Le 18 janvier dernier, lors de la finale de la CAN organisée à Rabat - compétition débutée fin décembre 2025 -, la sélection sénégalaise s'était imposée 1-0 au terme d'une rencontre mouvementée.
Suite à l'octroi d'un penalty en faveur du Maroc lors des arrêts de jeu, peu après un but refusé aux Lions, plusieurs joueurs avaient=réagi vivement tandis que des supporters tentaient d'envahir le terrain en lançant divers objets.
En février, la justice marocaine avait prononcé des peines allant de trois mois à un an de prison contre 18 ressortissants sénégalais poursuivis pour "comportements violents", incluant des agressions contre les forces de l'ordre, après leur interpellation lors de la finale et leur détention depuis ces événements.
Cet épisode avait mis à mal les relations diplomatiques entre les deux capitales.
Mi-avril, trois supporters avaient recouvré leur liberté après avoir purgé leur peine de trois mois.
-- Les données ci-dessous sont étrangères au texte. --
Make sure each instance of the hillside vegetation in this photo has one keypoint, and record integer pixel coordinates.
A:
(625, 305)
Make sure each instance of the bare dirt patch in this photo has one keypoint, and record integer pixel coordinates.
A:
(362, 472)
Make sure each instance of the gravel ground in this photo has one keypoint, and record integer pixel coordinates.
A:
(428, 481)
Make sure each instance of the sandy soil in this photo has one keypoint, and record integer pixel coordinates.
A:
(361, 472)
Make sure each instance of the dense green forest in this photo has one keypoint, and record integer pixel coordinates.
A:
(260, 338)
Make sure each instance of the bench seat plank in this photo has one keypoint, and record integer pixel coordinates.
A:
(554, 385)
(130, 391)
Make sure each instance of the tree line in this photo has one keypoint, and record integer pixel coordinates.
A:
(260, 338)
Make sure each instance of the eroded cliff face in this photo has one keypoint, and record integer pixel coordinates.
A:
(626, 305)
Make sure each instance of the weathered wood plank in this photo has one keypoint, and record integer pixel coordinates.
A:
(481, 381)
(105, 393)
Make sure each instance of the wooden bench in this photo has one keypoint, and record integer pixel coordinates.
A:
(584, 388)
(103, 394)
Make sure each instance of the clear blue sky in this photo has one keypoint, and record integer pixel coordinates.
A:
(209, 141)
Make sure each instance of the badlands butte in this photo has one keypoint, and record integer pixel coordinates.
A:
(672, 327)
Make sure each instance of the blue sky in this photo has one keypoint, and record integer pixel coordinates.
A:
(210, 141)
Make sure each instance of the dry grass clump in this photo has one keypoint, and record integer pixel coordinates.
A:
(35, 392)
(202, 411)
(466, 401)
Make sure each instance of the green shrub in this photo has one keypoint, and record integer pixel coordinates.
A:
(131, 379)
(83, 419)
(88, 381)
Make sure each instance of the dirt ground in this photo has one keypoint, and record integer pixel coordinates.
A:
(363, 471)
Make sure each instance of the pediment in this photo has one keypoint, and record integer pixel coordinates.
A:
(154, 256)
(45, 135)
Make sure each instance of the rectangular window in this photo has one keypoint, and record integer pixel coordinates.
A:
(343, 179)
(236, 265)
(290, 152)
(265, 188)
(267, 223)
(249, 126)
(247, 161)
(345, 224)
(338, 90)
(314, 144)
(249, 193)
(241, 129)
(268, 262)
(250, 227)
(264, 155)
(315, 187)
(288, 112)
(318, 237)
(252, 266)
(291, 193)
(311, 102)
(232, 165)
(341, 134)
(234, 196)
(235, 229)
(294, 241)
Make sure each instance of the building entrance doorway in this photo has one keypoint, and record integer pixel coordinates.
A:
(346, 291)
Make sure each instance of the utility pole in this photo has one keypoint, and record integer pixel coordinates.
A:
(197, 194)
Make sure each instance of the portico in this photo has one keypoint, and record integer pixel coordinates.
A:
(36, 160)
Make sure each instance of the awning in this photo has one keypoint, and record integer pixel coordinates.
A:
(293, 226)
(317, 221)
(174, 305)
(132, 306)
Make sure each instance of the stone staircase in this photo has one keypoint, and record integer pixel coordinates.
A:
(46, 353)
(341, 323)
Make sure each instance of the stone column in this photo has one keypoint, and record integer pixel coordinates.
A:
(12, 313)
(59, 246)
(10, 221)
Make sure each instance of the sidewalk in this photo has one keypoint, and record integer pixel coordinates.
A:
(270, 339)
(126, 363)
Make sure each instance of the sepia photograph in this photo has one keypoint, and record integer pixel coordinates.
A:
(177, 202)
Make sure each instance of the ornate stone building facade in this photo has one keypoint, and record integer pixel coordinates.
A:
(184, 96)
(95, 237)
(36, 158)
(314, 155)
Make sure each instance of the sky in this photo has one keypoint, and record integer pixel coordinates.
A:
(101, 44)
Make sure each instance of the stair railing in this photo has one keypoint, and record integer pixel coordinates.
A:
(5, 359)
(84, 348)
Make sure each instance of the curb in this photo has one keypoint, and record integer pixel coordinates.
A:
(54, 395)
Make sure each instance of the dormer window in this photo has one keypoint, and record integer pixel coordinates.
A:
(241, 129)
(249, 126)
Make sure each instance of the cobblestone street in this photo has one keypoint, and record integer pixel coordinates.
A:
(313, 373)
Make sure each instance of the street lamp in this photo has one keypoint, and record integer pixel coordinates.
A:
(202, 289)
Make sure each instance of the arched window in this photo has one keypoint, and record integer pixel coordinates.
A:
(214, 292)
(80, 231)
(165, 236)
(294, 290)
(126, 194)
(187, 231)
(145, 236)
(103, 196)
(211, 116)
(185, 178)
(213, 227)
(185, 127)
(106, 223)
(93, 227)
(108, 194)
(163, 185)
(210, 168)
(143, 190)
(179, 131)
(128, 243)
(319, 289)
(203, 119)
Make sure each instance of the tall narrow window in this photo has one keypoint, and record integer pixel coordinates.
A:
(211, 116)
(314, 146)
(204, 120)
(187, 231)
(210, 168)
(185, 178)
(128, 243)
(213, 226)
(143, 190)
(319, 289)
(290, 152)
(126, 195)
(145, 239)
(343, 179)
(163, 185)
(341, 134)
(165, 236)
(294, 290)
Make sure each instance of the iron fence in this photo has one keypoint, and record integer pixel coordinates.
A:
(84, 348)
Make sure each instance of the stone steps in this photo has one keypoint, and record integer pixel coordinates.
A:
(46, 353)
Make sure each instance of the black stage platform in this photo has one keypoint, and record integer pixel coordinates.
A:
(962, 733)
La mesure de clémence annoncée ce week-end concerne ainsi les 15 autres personnes impliquées.
Cette initiative "illustre la solidité des relations d'amitié, de fraternité et de coopération" entre les deux nations, souligne le communiqué officiel.
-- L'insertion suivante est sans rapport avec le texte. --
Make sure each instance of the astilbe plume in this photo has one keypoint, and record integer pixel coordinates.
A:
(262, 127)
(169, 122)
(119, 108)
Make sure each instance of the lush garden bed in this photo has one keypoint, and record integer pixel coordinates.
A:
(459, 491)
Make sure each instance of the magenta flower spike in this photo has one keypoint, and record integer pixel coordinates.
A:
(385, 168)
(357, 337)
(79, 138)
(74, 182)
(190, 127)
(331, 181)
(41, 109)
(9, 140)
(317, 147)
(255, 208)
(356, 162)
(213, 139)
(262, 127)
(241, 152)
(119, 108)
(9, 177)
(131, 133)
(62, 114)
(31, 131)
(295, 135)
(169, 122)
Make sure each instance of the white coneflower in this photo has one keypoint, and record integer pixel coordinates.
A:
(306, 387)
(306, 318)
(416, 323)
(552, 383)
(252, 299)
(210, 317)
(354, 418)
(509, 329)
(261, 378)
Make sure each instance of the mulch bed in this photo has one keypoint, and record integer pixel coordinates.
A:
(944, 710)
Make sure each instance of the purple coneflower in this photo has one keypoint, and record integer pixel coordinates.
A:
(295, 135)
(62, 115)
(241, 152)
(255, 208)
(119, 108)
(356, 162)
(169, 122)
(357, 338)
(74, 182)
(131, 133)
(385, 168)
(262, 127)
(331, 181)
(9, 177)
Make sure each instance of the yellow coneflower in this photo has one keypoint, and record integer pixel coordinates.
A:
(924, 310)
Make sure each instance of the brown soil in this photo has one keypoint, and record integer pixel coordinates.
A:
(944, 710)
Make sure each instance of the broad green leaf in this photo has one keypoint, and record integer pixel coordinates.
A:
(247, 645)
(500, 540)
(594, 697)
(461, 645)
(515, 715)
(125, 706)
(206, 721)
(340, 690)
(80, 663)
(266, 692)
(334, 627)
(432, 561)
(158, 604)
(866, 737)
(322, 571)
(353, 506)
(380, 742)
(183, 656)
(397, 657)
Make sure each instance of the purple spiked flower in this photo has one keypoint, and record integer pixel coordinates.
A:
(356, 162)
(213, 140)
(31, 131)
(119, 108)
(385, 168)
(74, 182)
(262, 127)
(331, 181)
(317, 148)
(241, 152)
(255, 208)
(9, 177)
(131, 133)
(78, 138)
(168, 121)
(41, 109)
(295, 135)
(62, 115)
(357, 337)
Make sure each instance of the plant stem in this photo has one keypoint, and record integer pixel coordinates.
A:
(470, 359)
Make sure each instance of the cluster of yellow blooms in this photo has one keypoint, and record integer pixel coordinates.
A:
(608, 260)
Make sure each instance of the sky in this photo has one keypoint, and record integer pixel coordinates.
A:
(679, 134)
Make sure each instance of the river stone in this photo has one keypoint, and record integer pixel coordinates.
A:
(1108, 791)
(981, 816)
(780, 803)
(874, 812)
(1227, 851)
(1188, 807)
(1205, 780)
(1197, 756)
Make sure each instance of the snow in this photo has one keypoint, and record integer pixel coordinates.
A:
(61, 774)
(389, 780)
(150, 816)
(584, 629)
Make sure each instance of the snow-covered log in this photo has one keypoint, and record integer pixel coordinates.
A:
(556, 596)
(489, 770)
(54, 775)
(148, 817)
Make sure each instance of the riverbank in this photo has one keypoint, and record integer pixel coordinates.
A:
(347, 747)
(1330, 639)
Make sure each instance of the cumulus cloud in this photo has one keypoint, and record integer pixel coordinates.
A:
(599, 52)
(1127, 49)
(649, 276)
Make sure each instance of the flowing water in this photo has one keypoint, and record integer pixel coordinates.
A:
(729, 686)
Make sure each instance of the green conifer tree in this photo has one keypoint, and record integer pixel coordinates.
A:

Les supporters ont atterri peu après 01h00 (heure locale et GMT) à l'aéroport Blaise Diagne situé à Diamniadio, dans la banlieue dakaroise, où ils furent accueillis par le chef de l'État Bassirou Diomaye Faye et des responsables de la FSF, a rapporté un correspondant de l'AFP sur place.
"Notre joie est immense de les voir de retour sur le sol national", a déclaré aux médias le président vêtu d'une tenue décontractée, rappelant que les Lions demeurent "double champions d'Afrique" malgré le litige en cours devant le TAS.
"Libérés"
M. Faye a également exprimé sa reconnaissance aux autorités marocaines pour cette grâce accordée à "l'approche des festivités de la Tabaski", célébration imminente dans le royaume.
Le président de la CAF, Patrice Motsepe, a salué cette décision monarchique, y voyant une "démonstration éloquente de la capacité du football à rapprocher les peuples africains et au-delà".
Les charges retenues contre les supporters s'appuyaient principalement sur les enregistrements vidéo du stade Moulay-Abdellah complétés par les rapports médicaux concernant les blessures subies par les forces de l'ordre et le personnel de sécurité, le parquet marocain ayant chiffré les dégâts matériels à plus de 370 000 euros.
En février, lors d'une visite officielle à Rabat, l'ancien Premier ministre sénégalais Ousmane Sonko (récemment démis de ses fonctions) avait déploré, dans un climat de tensions exacerbées entre supporters, que "la situation ait pu dégénérer ainsi" entre "deux nations se considérant amies".
De son côté, le souverain marocain avait regretté les "incidents fâcheux et comportements regrettables" survenus en finale, selon le communiqué royal qui affirmait cependant que "la fraternité panafricaine finirait par prévaloir une fois les passions apaisées".
Fin janvier, la CAF avait infligé diverses sanctions disciplinaires aux deux fédérations pour manquements aux valeurs sportives et violations des principes de fair-play.
Mi-mars, la commission d'appel de la confédération avait finalement retiré le titre au Sénégal pour l'attribuer au Maroc, décision contestée par Dakar devant le TAS.
Les relations entre les deux pays, marquées par une coopération ancienne dans divers domaines (tourisme, énergie, formation, infrastructures), s'appuient également sur des affinités religieuses profondes.
La communauté sénégalaise représente la première nationalité étrangère résidant au Maroc avec 18,4% de la population immigrée, selon les dernières données du HCP.